他动作比她熟练,摆放得比她整齐有序,不留一丝空间。
没来由得画面,浮现在脑海里,他修长漂亮的手,探入的时候,同样像这样不留缝隙......
“都放好了,老婆。”单止澜将行李箱合上,堆放在旁边。
他没有说的是,他存有坏心思,想与她的生活彻底融入在一起,不再是仅仅身体交融,更多的还有心理上的。
纪疏樱跟随着起身,蹲得久了,双腿有些发麻,衣带绊倒在脚上都不知情,整个人不受控制地朝柔软的床倒去。
蝴蝶结丝带被解开,真丝长裙如枝叶褪去,独立光洁。肌肤白到发光,身上不知道是因为害羞,还是急于躲避,泛出漂亮的粉嫩光泽。
空气静止几秒,纪疏樱羞赧极了,连忙合上。
人也在床上打滚。
“你什么都没看到......”绝不承认自己这么蠢。
单止澜轻笑一声。
好整以暇地凝视着她,喜欢极了,她这种全然未知的懵懂面孔,明明是诱惑人心的,眼里流露出的清纯,却时刻在刺激着他。
没有人能拒绝得了。
何况,这一切的罪魁祸首是他。
他以为她会先倒向他。
这种的也好,呈现出来的状态分毫不差,都是主动打开画卷,勾引他。
“你不准笑。”纪疏樱叫起来。
她本来就好难为情,在这里欲盖弥彰,他却偏要挑破......
他会不会觉得她是饥渴了,在对他发出申请?
男人很快给了她答案,他居高临下站在床边,骨节分明的手指轻轻拨开。
“已经看到了,老婆,反正等会儿也是要脱掉的,不妨碍。
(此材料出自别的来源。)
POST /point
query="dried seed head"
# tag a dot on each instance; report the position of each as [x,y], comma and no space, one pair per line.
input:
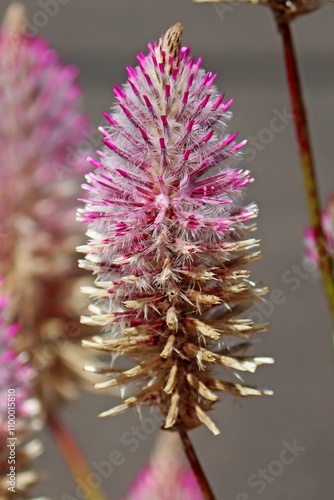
[284,10]
[170,239]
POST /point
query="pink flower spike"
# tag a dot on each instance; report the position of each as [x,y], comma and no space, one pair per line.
[170,244]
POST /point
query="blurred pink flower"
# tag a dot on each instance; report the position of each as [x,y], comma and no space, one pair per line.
[167,477]
[328,229]
[20,412]
[41,124]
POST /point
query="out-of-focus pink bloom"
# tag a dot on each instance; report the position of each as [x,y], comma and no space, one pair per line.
[310,248]
[41,126]
[19,411]
[16,375]
[167,477]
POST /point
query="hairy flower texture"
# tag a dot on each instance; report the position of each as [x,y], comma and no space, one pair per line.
[283,9]
[40,123]
[167,477]
[167,238]
[310,248]
[19,411]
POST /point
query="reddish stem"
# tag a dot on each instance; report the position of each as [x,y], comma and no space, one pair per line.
[72,453]
[196,466]
[307,161]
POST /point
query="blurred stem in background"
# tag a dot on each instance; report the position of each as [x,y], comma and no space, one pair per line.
[72,453]
[306,159]
[196,466]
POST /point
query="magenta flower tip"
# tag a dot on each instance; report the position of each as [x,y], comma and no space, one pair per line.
[167,231]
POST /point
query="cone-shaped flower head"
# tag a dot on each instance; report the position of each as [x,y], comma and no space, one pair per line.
[40,124]
[166,477]
[328,229]
[167,228]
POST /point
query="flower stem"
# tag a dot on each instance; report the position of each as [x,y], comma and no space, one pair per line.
[307,161]
[196,466]
[72,453]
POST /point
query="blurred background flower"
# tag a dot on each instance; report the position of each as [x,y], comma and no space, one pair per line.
[41,123]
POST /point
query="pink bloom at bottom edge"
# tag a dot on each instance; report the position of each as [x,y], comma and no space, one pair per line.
[150,485]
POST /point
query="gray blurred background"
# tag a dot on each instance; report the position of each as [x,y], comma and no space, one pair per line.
[241,44]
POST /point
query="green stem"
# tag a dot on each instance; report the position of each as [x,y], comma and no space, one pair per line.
[72,453]
[196,466]
[307,161]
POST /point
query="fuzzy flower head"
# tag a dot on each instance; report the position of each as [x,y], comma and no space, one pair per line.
[40,124]
[167,238]
[310,248]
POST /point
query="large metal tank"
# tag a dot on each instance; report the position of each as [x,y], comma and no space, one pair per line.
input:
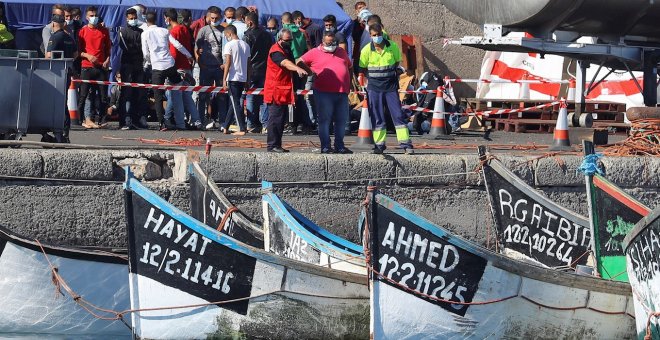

”
“.......”
他俯身过来时,纪疏樱被他胸肌晃得失神,手拽上男人腰间松散的细带。
这下,他跟她一样了。
饱和的光线下,足够一饱眼福。
酒红色液体,一点一点地淋在玫瑰花瓣上,打湿的花瓣,滑进肌理中......
而她在这之前仍浑然不觉。
“宝宝......这下知道了吗?”
男人嗓音里浓郁喑哑,他缓慢地亲吻着上去,恶劣地闻,含着酒渍的玫瑰花香。
空气中漫起甜甜酒香,夹杂些露珠馨香,诱使人品尝。
她抬眸,眼里带上小猫似的渴望。
刚刚,他喊她什么?
少女柔软发丝散开,脸在月光掩映下千娇百媚,眼尾含着潋滟的红。
单止澜满意地笑,将她这个反应纳入眼底。
某种程度上,Bernard说得对,女人是感性动物,更会喜欢美好的、细节性的爱,这样才会让她们有感觉。
“这样更好喝。”
单止澜幽深的黑眸凝着她,像要将她深深融入骨血里,难舍难分。
少女眼睫挂上晶莹的泪珠,分不清是快慰还是难耐,总之,好像浑身的骨头都被抽走。
舌尖温热的席卷,啄吻她的唇,从蜻蜓点水,再到如绵绵细雨般落下。
雨,骤然变得别有一番滋味,一会儿淅淅沥沥,一会儿暴雨连绵,偶尔还伴有雷声,响彻整个房间。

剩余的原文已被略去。